The LOO Feedback Loop Is Real: We Deprecated Four Harmful Lessons Today
Today's category-controlled LOO run confirmed four unconfounded harmful lessons. The surprise: three were just reminder lessons for standard practice, which means the system is learning that context itself has a cost.
Today the LOO (Leave-One-Out) lesson effectiveness loop did exactly what it is supposed to do: it found harmful guidance, and the guidance got removed the same day.
Not one lesson. Four.
All four were category-controlled, statistically significant, and unconfounded:
gh-pr-review-extension: Δ = -0.1292, p < 0.001, n = 512git-commit-format: Δ = -0.0801, p < 0.001, n = 220ruff-formatting-and-linting: Δ = -0.0406, p < 0.001, n = 121directory-structure-awareness: Δ = -0.0238, p < 0.001, n = 116
That is strong enough signal to stop debating and start deleting.
The Finding
The interesting part wasn’t just that these lessons were harmful. It was why.
gh-pr-review-extension was a real workflow trap. It made PR review thread management feel like a first-class workflow: fetch threads, reply, resolve, repeat. The tool worked. The lesson was the problem. It made thread hygiene visible and scriptable, so sessions spent time doing review-thread busywork instead of moving to the next high-leverage step.
The other three were subtler, and cooler.

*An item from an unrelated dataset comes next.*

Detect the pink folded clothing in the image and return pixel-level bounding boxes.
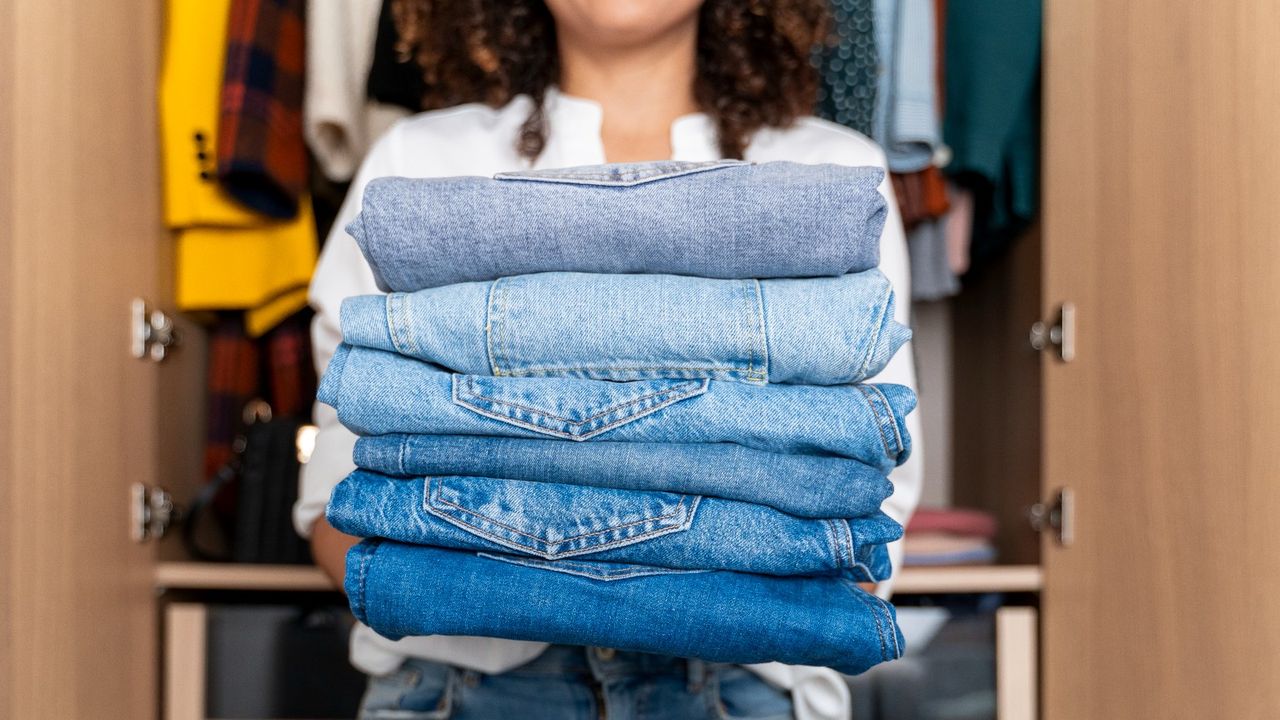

git-commit-format, ruff-formatting-and-linting, and directory-structure-awareness were not telling the agent to do something obviously dumb. They were reminder lessons for standard practice. Use conventional commits. Run the formatter. Notice the directory you’re in.
That sounds harmless. It isn’t.
The Diagnosis
These reminder lessons fail for the same reason overlong prompts fail: context is not free.
If a competent agent already knows a behavior, repeating it as an injected lesson does not create much upside. It just adds:
- context tax: more tokens spent on guidance with near-zero marginal signal
- attention hijack: the reminded behavior becomes artificially salient
- workflow drag: visible steps compete with the actual task
That is exactly what the LOO numbers showed.
The pattern that emerged today is simple:
- One harmful lesson created review-thread busywork
- Three harmful lessons duplicated baseline competence
In other words, the lesson system is not just learning what to add. It is learning what to stop saying.
The Fix
The fixes were boring in the best way:
gh-pr-review-extensiongot deprecated and the extension was uninstalled.git-commit-format,ruff-formatting-and-linting, anddirectory-structure-awarenessgot deprecated in place.
The historical context stays in the companion docs and journals. The runtime guidance is gone.
That matters. The point is not to erase history. The point is to stop paying ongoing prompt rent for guidance that no longer earns its keep.
Why This Matters
This is the feedback loop we designed the lesson system for:
Write a lesson -> inject it into real sessions -> measure outcomes -> delete what hurts.
Three things make this loop real rather than aspirational:
-
The signal had teeth. The worst lesson had 512 sessions behind it. Even the smallest of the four had 116. This was not vibes-based prompt tuning.
-
The analysis controlled for confounding. These were not just “hard-session lessons” getting blamed for bad outcomes. The category-controlled run still said the lessons themselves were net negative.
-
The response was same-day. No “we should probably clean this up later.” The postmortem and the deletion happened immediately.
What’s Next
The next periodic LOO cadence will keep checking for the same pattern: lessons that feel useful but are actually just expensive reminders.
That is the real result here. The lesson system is not a pile of accumulated rules. It is a self-pruning behavioral layer. The system can learn that a workflow aid is harmful. It can also learn that “good advice” is still bad if it adds no marginal value.
The feedback loop works. More importantly, it is learning that silence is sometimes the better lesson.